Harding made a sign, indicating delirium. Malcolm cocked his eye.
“I will tell you what I am talking about,” he said. “Most kinds of power require substantial sacrifice by whoever wants the power. There is an apprenticeship, a discipline lasting many years. Whatever kind of power you want. President of the company. Black belt in karate. Spiritual guru. Whatever it is you seek, you have to put in the time, the practice, the effort. You must give up a lot to get it. It has to be very important to you. And once you have attained it, it is your power. It can’t be given away: it resides in you. It is literally the result of your discipline.
“Now, what is interesting about this process is that, by the time someone has acquired the ability to kill with his bare hands, he has also matured to the point where he won’t use it unwisely. So that kind of power has a built-in control. The discipline of getting the power changes you so that you won’t abuse it.
“But scientific power is like inherited wealth: attained without discipline. You read what others have done, and you take the next step. You can do it very young. You can make progress very fast. There is no discipline lasting many decades. There is no master: old scientists art ignored. There is no humility before nature. There is only a get-rich-quick, make-a-name-for-yourself-fast philosophy. No one will criticize you. No one has any standards. They are all trying to do the same thing: to do something big, and do it fast.
“And because you can stand on the shoulders of giants, you can accomplish something quickly. You don’t even know exactly what you have done, but already you have reported it, patented it, and sold it. And the buyer will have even less discipline than you. The buyer simply purchases the power, like any commodity. The buyer doesn’t even conceive that any discipline might be necessary.”
“You know what we are really talking about here,” Malcolm said. “All this attempt to control . . . We are talking about Western attitudes that are five hundred years old. They began at the time when Florence, Italy, was the most important city in the world. The basic idea of science–that there was a new way to look at reality, that it was objective, that it did not depend on your beliefs or your nationality, that it was rational–that idea was fresh and exciting back then. It offered promise and hope for the future, and it swept away the old medieval system, which was hundreds of years old. The medieval world of feudal politics and religious dogma and hateful superstitions fell before science. But, in truth, this was because the medieval world didn’t really work any more. It didn’t work economically, it didn’t work intellectually, and it didn’t fit the new world that was emerging.”
“But now,” he continued, “science is the belief system that is hundreds of years old. And, like the medieval system before it, science is starting not to fit the world any more. Science has attained so much power that its practical limits begin to be apparent.

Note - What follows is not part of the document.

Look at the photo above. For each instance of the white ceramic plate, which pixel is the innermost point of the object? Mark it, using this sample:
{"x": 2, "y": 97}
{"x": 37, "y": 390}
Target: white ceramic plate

Largely through science, billions of us live in one small world, densely packed and intercommunicating. But science cannot help us decide what to do with that world, or how to live. Science can make a nuclear reactor, but it cannot tell us not to build it. Science can make pesticide, but cannot tell us not to use it. And our world starts to seem polluted in fundamental ways—air, and water, and land—because of ungovernable science.”
Your powers are much less than your dreams of reason would have you believe.”
Malcolm coughed, and started into the distance. “Let’s be clear. The planet is not in jeopardy. We are in jeopardy. We haven’t got the power to destroy the planet–or to save it. But we might have the power to save ourselves.”